Debt ceiling is only first step in debate over federal spending

“The fiscal consolidation plan … falls short of what, in our view, would be necessary to stabilize the government’s medium-term debt dynamics.” S&P, August 5

When President Obama finally signed legislation to increase the federal debt ceiling on August 2, many in Washington, D.C. may have breathed a sigh of relief that a potentially devastating default crisis had been averted. Unfortunately, our nation’s fiscal woes haven’t been resolved — as reflected in the S&P’s opinion above. In fact, this is just the first step in what must be an ongoing campaign to clamp down on government overspending.

They called it the “Budget Control Act of 2011,” but that title represents wishful thinking and not reality. The federal budget deficit is estimated to stand at $1.4 trillion this year, while the national debt is more than $14.5 trillion, a number that is growing rapidly, even with the proposed savings in the debt ceiling compromise.

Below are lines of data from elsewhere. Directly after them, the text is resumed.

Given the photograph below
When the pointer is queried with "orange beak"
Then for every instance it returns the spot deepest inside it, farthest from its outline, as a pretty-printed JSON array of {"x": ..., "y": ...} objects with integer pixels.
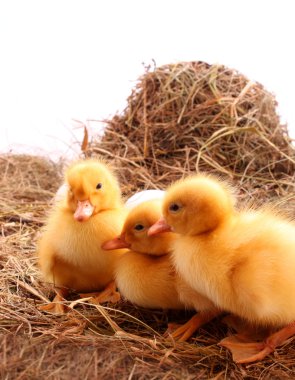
[
  {"x": 159, "y": 227},
  {"x": 116, "y": 243},
  {"x": 83, "y": 211}
]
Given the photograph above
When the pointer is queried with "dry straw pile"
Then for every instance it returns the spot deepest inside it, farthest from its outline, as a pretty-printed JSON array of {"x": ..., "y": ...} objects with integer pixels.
[{"x": 179, "y": 118}]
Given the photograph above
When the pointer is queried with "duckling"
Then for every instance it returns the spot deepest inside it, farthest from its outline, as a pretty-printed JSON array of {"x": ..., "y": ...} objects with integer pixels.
[
  {"x": 243, "y": 261},
  {"x": 88, "y": 211},
  {"x": 145, "y": 274}
]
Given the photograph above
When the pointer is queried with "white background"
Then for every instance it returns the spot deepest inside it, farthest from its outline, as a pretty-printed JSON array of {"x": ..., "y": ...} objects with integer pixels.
[{"x": 63, "y": 60}]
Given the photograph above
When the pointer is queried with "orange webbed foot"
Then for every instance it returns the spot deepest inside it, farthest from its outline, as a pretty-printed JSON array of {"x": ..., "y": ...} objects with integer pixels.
[
  {"x": 56, "y": 306},
  {"x": 184, "y": 332}
]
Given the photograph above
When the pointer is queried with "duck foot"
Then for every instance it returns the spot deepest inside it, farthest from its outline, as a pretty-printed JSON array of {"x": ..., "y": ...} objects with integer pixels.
[
  {"x": 109, "y": 294},
  {"x": 245, "y": 352},
  {"x": 56, "y": 306},
  {"x": 184, "y": 332}
]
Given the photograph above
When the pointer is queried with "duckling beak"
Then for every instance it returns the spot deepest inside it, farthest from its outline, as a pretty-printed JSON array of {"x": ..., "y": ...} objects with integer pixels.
[
  {"x": 116, "y": 243},
  {"x": 159, "y": 227},
  {"x": 83, "y": 211}
]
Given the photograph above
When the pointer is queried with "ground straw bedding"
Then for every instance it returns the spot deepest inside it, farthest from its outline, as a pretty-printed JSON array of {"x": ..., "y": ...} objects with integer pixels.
[{"x": 179, "y": 119}]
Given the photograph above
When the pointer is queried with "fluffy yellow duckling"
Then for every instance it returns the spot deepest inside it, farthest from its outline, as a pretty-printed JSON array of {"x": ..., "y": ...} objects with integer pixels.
[
  {"x": 244, "y": 261},
  {"x": 90, "y": 212},
  {"x": 145, "y": 274}
]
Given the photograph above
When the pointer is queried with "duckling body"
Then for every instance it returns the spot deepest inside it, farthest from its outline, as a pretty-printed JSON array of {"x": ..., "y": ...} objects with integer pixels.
[
  {"x": 145, "y": 275},
  {"x": 243, "y": 261},
  {"x": 89, "y": 213}
]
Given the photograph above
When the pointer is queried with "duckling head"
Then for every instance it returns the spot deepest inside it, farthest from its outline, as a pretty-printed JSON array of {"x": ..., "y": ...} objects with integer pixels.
[
  {"x": 135, "y": 231},
  {"x": 92, "y": 188},
  {"x": 195, "y": 205}
]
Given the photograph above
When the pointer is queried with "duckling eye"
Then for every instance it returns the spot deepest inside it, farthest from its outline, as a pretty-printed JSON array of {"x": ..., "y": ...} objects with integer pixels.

On August 5, three days after the president signed the debt package, the credit rating agency Standard & Poor’s downgraded the U.S. credit rating for the first time in history, setting off another round of unconstructive partisan recriminations. The S&P sent a clear message: What has been done is not enough. Rather than pointing fingers, Washington leaders should get the message: The United States simply has too many liabilities on its ledger, and if we’re going to seriously address the country’s fiscal health, we have to enact significant spending reforms. S&P’s move on the credit rating was, in part, a signal that the debt package was inadequate to the task at hand.

Let’s consider a few of the facts about the final compromise the president signed:

◆ The compromise allows for up to $2.4 trillion in additional debt. In about a year and a half, we will hit the ceiling again.

◆ Spending caps on discretionary spending (which represented nearly 39 percent of all federal spending in 2010) will save an estimated $917 billion over the next 10 years, according to the Congressional Budget Office. That’s a drop in the bucket of federal spending.

◆ The compromise fails to deal with runaway entitlement spending for Social Security, Medicare and Medicaid, though these are among the most rapidly growing parts of the federal budget. (Medicare is expected to go bankrupt in just nine years, and the looming retirement of the massive baby boomer generation is only going to place a heavier strain on our retirement security systems.)

◆ The compromise creates a special Joint Committee in Congress to develop additional spending reduction plans — essentially kicking the can a little further down the road rather than dealing with the need to cut spending outright.

While the Budget Control Act did manage to delay the threat of default and bring some modest fiscal restraint to bear on the federal budget, it’s just a start. “We’re no longer running toward oblivion; we’re walking toward it,” Sen. Lindsey Graham (R-SC) said of the compromise on ABC’s “This Week.” “And now we need to stop and turn around, go back the other way.”

That’s exactly right. The organization I head, Public Notice, has been a leading voice about the need to bring real budget reform to the table. That means not only addressing the low-hanging fruit of earmarks and pork-barrel spending, but also the tougher reforms to be made in defense spending, Social Security, Medicare and Medicaid. Unfortunately, this bill didn’t directly take on any of those sacred cows.